Masquerade NAT

This topic describes how masquerade NAT works in a network.

Masquerade NAT is used to allow your private network to hide behind, as well as be represented by, the address bound to the public interface. In many situations, this is the address that has been assigned by an Internet service provider (ISP), and the address can be dynamic in the case of a Point-to-Point Protocol (PPP) connection. This type of translation can only be used for connections originating within the private network destined for the outside public network. Each outbound connection is maintained by using a different source IP port number.
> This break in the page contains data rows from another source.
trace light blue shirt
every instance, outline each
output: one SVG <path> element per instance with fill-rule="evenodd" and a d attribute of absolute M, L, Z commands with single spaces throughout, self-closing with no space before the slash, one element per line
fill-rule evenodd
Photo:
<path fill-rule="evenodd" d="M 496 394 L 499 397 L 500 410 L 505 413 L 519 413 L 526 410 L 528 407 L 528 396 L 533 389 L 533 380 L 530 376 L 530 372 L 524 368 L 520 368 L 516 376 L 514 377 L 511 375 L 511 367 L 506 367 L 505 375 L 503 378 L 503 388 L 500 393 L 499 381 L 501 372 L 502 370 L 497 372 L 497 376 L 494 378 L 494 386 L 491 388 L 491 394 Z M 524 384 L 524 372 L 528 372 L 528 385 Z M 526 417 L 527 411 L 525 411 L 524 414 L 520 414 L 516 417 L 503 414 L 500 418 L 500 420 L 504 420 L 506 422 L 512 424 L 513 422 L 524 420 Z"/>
Masquerade NAT allows workstations with private IP addresses to communicate with hosts on the Internet using iSeries™ server. iSeries server has an IP address assigned by the local ISP as its Internet gateway. The term locally attached machine is used to refer to all machines on an internal network regardless of the method of attachment (LAN or WAN) and regardless of the distance of the connection. The term external machines is used to refer to machines located on the Internet. The following figure illustrates how Masquerade NAT works.

To the Internet, all of your workstations appear to be contained within your iSeries server; that is, only one IP address is associated with both your iSeries server and your workstations. When a router receives a packet intended for your workstation, it attempts to determine what address on the internal LAN should receive the packet and sends it there.

Each workstation must be set up so that iSeries server is its gateway and also its default destination. The correspondence between a particular communication connection (port) and a workstation is set up when one of your workstations sends a packet to iSeries server to be sent to the Internet. The masquerade NAT function saves the port number so that when it receives responses to your workstation's packet over that connection, it can send the response to the correct workstation.

A record of active port connections and the last access time by either end of the connection is created and maintained by masquerade NAT. These records are periodically purged of all connections that are idle for a predetermined amount of time based on the assumption that an idle link is no longer in use.

All communication between your workstation and the Internet must be initiated by locally attached machines. This is an effective security firewall; the Internet knows nothing of the existence of your workstations, and it cannot broadcast those addresses to the Internet.

A key to masquerade NAT implementation is the use of logical ports, issued by masquerade NAT to distinguish between the various communication streams. TCP contains a source and a destination port number. To these designations, NAT adds a logical port number.

• Inbound masquerade NAT processing (response and other)
  This process, which is the partner of outbound masquerade NAT processing, unfolds the corresponding outbound message to get right source workstation information.
• Outbound masquerade NAT processing
  This process replaces the source port of an outbound message with a unique logical port number when the message is sent from the private LAN to the Internet.